How To Make New Tag Sets
Parameter Entities Modules to Customize and Change
Parameter entities are the major mechanism for customizing a tag set or creating a
new tag set from the modules in the Suite. Individual Tag Sets will be constructed by (1)
establishing element and attribute combinations and content models using parameter
entities in one of the Tag-Set-specific customizing modules and (2) choosing appropriate
modules from the Suite that declare the elements needed. For example, if a base Tag
Set contained 6 kinds of lists and 2 table models, a more specific Tag Set, such as an
authoring Tag Set, might use a Customize Classes Module to redefine the List Class to
name only 3 lists and redefine the Display Class to allow only one table model.
The standard modules to create a customized tag set are: the DTD itself, a module to
name its components, and as many override modules and new elements modules as necessary.
Typical modules for a new Tag Set are:
- DTD — The DTD module (.dtd) for the new base Tag Set (At a minimum, this module declares the top-level element (such as article, book, or report) and any other structural elements unique to the new document type.);
- Tag-Set-specific Module of Modules — Module to name all the new modules created expressly for the new Tag Set;
- Class overrides — Tag-Set-specific overrides of the Suite default element classes;
- Mix overrides — Tag-set-specific overrides of the Suite default class mixes;
- Model overrides — Tag-set-specific content model overrides for the content models in the modules of the Suite (using “-elements” and “-model” parameter entities); and
- New Models — Tag-Set-specific new elements. (For example, a new Book Tag Set might add book-specific metadata elements.)
Element Classes Concept
Many of the elements in the Journal Archiving Tag Set have been grouped into loose
element classes. There is no hard and fast rule for what constitutes a class; each one
is a design decision, a matter of judgment. These classes are designed to ease
customization to meet the particular needs of new Tag Sets. Base classes for the Suite
are defined in a separate Default Element Classes Module
(%default-classes.ent;).
Content models are built using sequences of elements, and OR groups that are classes
(typically) or mixes. As an example, the content model for a <p> element is declared to be an OR group (that is, a
choice) of text, numbers, or special characters and any
of the elements named in the Paragraph Elements mix.

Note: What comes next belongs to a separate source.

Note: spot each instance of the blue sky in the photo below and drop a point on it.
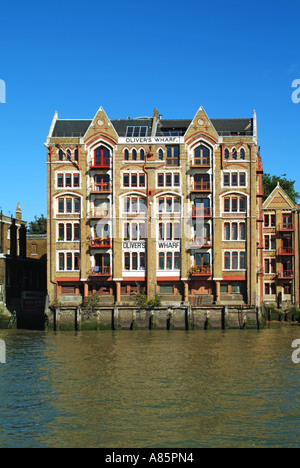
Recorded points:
(129, 57)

The mix %p-elements; is declared to be a large OR
group of many other element-defining classes: the Display Class No Alternatives Elements, the Block-level Mathematical Expressions and Formulae Class Elements, the List Class Elements, the Citation Class Elements, etc.
Design Note: These element classes can be viewed as building blocks that will be used to build
larger parameter entities for element mixes. A mix describes a usage circumstance for a group of elements, such as all the paragraph-level elements, all the elements allowed inside a table cell, all the elements inside a paragraph, or all the inline
elements. For example, to add another block display item to the Block Display Class Elements, you would edit the %block-display.class; parameter entity (and probably also the Display Class No Alternatives Elements parameter entity) in your
Tag-Set-specific Class Override Module to override the default parameter entity
defined in the Suite’s Default Element Classes Module
and create a new module containing the Element Declaration of the new block
display item.
Parameter Entity Names for Classes and Mixes
PARAMETER ENTITY: SAME FUNCTION, SAME NAME — The Suite modules and initial Tag
Sets have used a series of parameter entity naming conventions consistently. While
parsing software cannot enforce these parameter entity naming or usage conventions,
these conventions can make it much easier for a person to know how the content models
work and what must be modified to make a change to this Tag Set.
CLASSES — Classes are functional groupings of
elements used together in an OR group. Each class is named with a parameter entity, and
all class parameter entity names end in the
suffix “.class”:
<!ENTITY % list.class "def-list | list">
A class, by definition, should never be made empty; the class should be removed from
all models where you do not want the class elements included.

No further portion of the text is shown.